For the lab exercises, you will use the file

This data contains a two-way contingency table that can be used to analyze economic activity of the Polish population in relation to gender and level of education in the second quarter of 2011. The rows of the table refer to different levels of education, that is:

  1. tertiary (E1),
  2. post-secondary (E2),
  3. secondary (E3),
  4. general secondary (E4),
  5. basic vocational (E5),
  6. lower secondary, primary and incomplete primary (E6).

The columns refer to the levels:

  1. full-time employed females (A1F),
  2. part-time employed females (A2F),
  3. unemployed females (A3F),
  4. economically inactive females (A4F),
  5. full-time employed males (A1M),
  6. part-time employed males (A2M),
  7. unemployed males (A3M),
  8. economically inactive males (A4M).

Import the data into R and respond to the following items.

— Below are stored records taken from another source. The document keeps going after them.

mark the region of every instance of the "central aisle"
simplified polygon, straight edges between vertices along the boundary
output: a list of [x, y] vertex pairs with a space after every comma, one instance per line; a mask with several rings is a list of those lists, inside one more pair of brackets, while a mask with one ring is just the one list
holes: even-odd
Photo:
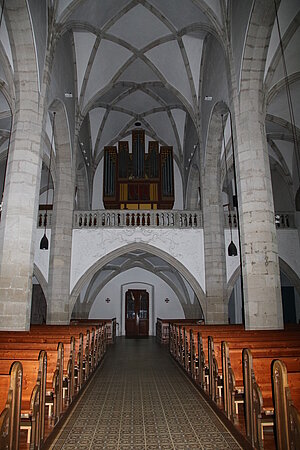
[[152, 338], [118, 338], [51, 448], [242, 447], [166, 349]]

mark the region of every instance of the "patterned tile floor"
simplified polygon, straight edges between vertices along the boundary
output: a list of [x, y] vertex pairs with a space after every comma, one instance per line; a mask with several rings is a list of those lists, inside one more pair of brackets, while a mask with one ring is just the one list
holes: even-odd
[[241, 449], [154, 339], [119, 338], [50, 447]]

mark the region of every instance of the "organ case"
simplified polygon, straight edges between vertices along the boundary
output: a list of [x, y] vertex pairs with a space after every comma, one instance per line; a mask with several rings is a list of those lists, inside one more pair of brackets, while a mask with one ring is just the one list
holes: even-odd
[[103, 203], [106, 209], [172, 209], [174, 205], [173, 148], [150, 141], [145, 131], [132, 131], [129, 143], [104, 147]]

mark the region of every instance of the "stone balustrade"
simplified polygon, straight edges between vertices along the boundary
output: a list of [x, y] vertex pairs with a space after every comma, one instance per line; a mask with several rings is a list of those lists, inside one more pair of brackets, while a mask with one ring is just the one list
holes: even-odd
[[[224, 228], [237, 228], [237, 214], [234, 211], [224, 213]], [[275, 213], [276, 228], [287, 229], [295, 228], [295, 215], [292, 212]]]
[[231, 211], [230, 213], [224, 212], [224, 228], [237, 228], [237, 213]]
[[296, 228], [295, 214], [291, 212], [277, 212], [275, 214], [276, 228]]
[[75, 211], [73, 228], [201, 228], [201, 211], [99, 210]]
[[[38, 228], [51, 228], [52, 211], [39, 210]], [[237, 228], [236, 212], [224, 213], [224, 227]], [[275, 225], [278, 229], [295, 228], [295, 217], [291, 212], [277, 212]], [[75, 211], [73, 228], [202, 228], [201, 211], [178, 210], [97, 210]]]
[[38, 214], [38, 228], [44, 228], [45, 226], [47, 228], [51, 228], [52, 225], [52, 211], [51, 210], [45, 210], [45, 209], [39, 209]]

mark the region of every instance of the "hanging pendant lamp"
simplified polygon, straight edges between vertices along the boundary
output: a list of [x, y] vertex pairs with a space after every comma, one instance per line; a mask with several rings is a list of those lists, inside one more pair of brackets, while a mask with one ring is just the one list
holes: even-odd
[[50, 161], [49, 161], [49, 171], [48, 171], [48, 181], [47, 181], [47, 194], [46, 194], [46, 213], [44, 217], [44, 235], [40, 242], [40, 249], [41, 250], [48, 250], [49, 249], [49, 240], [47, 238], [47, 220], [48, 220], [48, 196], [49, 196], [49, 185], [50, 185], [50, 169], [51, 169], [51, 161], [52, 161], [52, 147], [53, 147], [53, 141], [54, 141], [54, 126], [55, 126], [55, 111], [53, 113], [53, 120], [52, 120], [52, 136], [51, 136], [51, 143], [50, 143]]
[[[225, 156], [225, 176], [226, 176], [226, 186], [228, 188], [228, 168], [227, 168], [227, 151], [226, 151], [226, 143], [225, 143], [225, 124], [224, 118], [222, 114], [222, 138], [224, 145], [224, 156]], [[228, 223], [230, 229], [230, 244], [228, 245], [228, 256], [237, 256], [237, 248], [232, 239], [232, 221], [231, 221], [231, 210], [230, 210], [230, 202], [228, 202]]]

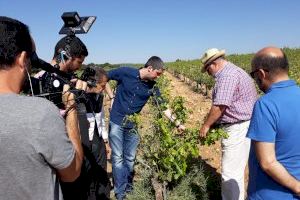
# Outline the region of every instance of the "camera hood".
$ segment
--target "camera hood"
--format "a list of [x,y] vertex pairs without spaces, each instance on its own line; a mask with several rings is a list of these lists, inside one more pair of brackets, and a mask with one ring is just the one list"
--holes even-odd
[[59,34],[66,35],[85,34],[96,20],[96,16],[80,17],[77,12],[64,12],[61,18],[64,25]]

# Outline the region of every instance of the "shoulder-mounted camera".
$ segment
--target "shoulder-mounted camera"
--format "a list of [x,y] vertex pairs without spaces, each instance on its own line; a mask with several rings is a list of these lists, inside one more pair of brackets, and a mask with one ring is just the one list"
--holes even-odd
[[[59,34],[66,34],[69,42],[71,42],[75,34],[87,33],[96,20],[95,16],[80,17],[77,12],[65,12],[61,18],[64,21],[64,25],[59,31]],[[61,55],[64,56],[61,56],[60,59],[70,58],[68,48],[69,46],[67,44],[66,47],[60,51]],[[86,81],[89,87],[96,86],[95,80],[90,78],[95,74],[95,71],[91,68],[85,69],[81,77],[76,77],[73,73],[60,71],[58,65],[52,66],[43,61],[37,56],[36,52],[31,54],[30,60],[32,68],[43,69],[46,73],[40,78],[31,77],[30,81],[27,81],[25,84],[24,92],[46,97],[58,107],[60,107],[59,104],[61,104],[61,92],[63,91],[64,84],[71,85],[71,90],[76,93],[76,89],[72,88],[71,79],[77,78]],[[80,94],[80,96],[84,95]]]

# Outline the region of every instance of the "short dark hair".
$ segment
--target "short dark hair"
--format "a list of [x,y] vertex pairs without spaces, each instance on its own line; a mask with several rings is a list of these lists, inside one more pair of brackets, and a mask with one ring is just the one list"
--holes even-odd
[[289,71],[289,63],[285,53],[281,50],[283,56],[272,56],[263,54],[255,56],[252,59],[251,65],[254,69],[265,69],[270,73],[270,76],[278,73]]
[[104,78],[108,79],[107,72],[102,67],[93,67],[92,69],[94,69],[96,72],[94,78],[97,83],[102,82]]
[[67,51],[72,58],[88,56],[85,44],[76,36],[65,36],[60,39],[55,45],[53,58],[56,58],[62,50]]
[[164,62],[161,60],[160,57],[158,57],[158,56],[152,56],[146,62],[144,68],[147,68],[149,66],[152,66],[153,69],[164,69]]
[[28,57],[33,52],[28,26],[18,20],[0,16],[0,69],[11,67],[22,51],[26,51]]
[[[90,73],[91,69],[95,71],[95,73]],[[83,74],[88,74],[87,79],[94,79],[96,83],[100,83],[103,79],[108,79],[107,72],[102,67],[91,66],[84,69]]]

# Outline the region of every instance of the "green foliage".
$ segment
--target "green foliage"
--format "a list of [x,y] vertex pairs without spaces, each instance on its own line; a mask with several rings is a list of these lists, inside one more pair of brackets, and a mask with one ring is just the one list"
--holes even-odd
[[[184,99],[176,97],[173,101],[169,100],[168,85],[169,81],[161,77],[158,81],[160,91],[165,101],[169,102],[174,109],[174,114],[178,120],[185,122],[188,111],[184,107]],[[153,98],[152,112],[154,116],[155,135],[145,135],[143,138],[143,155],[149,166],[155,169],[155,176],[161,182],[175,183],[186,174],[189,161],[199,155],[195,132],[185,131],[179,133],[175,124],[164,117],[162,111],[165,104],[157,104]],[[196,133],[198,134],[198,133]]]
[[300,49],[284,48],[283,51],[289,60],[289,76],[300,85]]
[[186,174],[189,160],[199,155],[197,141],[191,140],[189,134],[178,134],[168,120],[160,118],[157,121],[160,135],[160,148],[156,149],[154,156],[149,156],[158,169],[158,179],[174,182]]
[[[164,98],[169,99],[169,105],[177,120],[184,123],[188,117],[188,110],[184,106],[182,97],[169,98],[169,85],[166,78],[162,77],[158,81],[160,91]],[[155,102],[155,98],[153,98]],[[191,160],[198,158],[199,150],[199,129],[186,129],[178,132],[175,124],[164,117],[162,111],[165,105],[152,104],[152,113],[154,116],[153,128],[155,134],[146,134],[142,141],[143,160],[147,165],[154,169],[155,176],[161,182],[171,184],[178,183],[186,175]],[[226,138],[227,134],[221,129],[214,129],[207,138],[201,142],[204,145],[211,145],[220,138]]]
[[123,125],[127,124],[127,123],[133,123],[133,125],[135,126],[134,128],[138,128],[138,125],[141,125],[141,115],[140,113],[134,113],[132,115],[126,115],[124,118],[124,122]]
[[[289,60],[290,77],[300,84],[300,49],[283,48],[283,51]],[[251,60],[253,56],[254,54],[232,54],[226,56],[226,58],[249,73],[251,71]],[[176,60],[176,62],[166,63],[166,66],[168,71],[173,73],[175,76],[183,75],[184,77],[203,85],[204,88],[211,89],[214,85],[212,77],[210,77],[207,73],[201,73],[203,65],[200,60]]]
[[81,69],[84,70],[87,67],[102,67],[105,70],[112,70],[115,68],[120,67],[121,64],[110,64],[110,63],[104,63],[104,64],[94,64],[94,63],[89,63],[87,65],[82,65]]
[[207,178],[202,164],[192,167],[189,173],[180,180],[172,190],[167,192],[169,200],[208,200]]
[[[165,101],[165,105],[163,105],[162,109],[166,109],[167,104],[170,99],[170,80],[166,76],[160,76],[156,81],[156,87],[159,88],[161,92],[161,97],[163,101]],[[157,103],[157,102],[156,102]]]
[[151,185],[152,173],[149,170],[143,170],[142,177],[134,183],[134,189],[126,199],[128,200],[154,200],[154,191]]
[[212,144],[215,144],[216,141],[222,139],[222,138],[228,138],[229,135],[228,133],[226,133],[224,131],[224,129],[222,128],[213,128],[213,129],[210,129],[207,136],[205,138],[201,138],[200,139],[200,142],[201,142],[201,145],[207,145],[207,146],[210,146]]
[[188,116],[188,109],[183,105],[183,97],[175,97],[171,103],[172,113],[176,116],[176,119],[181,123],[185,123]]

6. Give the rows 1 to 6 the labels E1 to E6, respectively. Give the columns 1 to 4 the labels A1F to A4F, and the columns 5 to 8 the labels A1M to A4M, respectively. Give a visualization of the correspondence matrix.

7. Give the proportion of full-time employed females with secondary level of education.

8. Give the matrices of row profiles and column profiles.

9. What is the conditional proportion of full-time employed females given tertiary level of education and what is the conditional proportion of full-time employed males given tertiary level of education?

10. What is the conditional proportion of females with the lowest level of education given economically inactive? What is the conditonal proportion of males with the lowest level of education given economically inactive?

11. Apply a correspondence analysis to the data. How large is the total inertia?

12. Set the desired minimum proportion of explained inertia to .85. How many underlying dimensions are sufficient? What is the proportion of inertia explained by this number of dimensions?

13. Give the symmetric map for the final solution.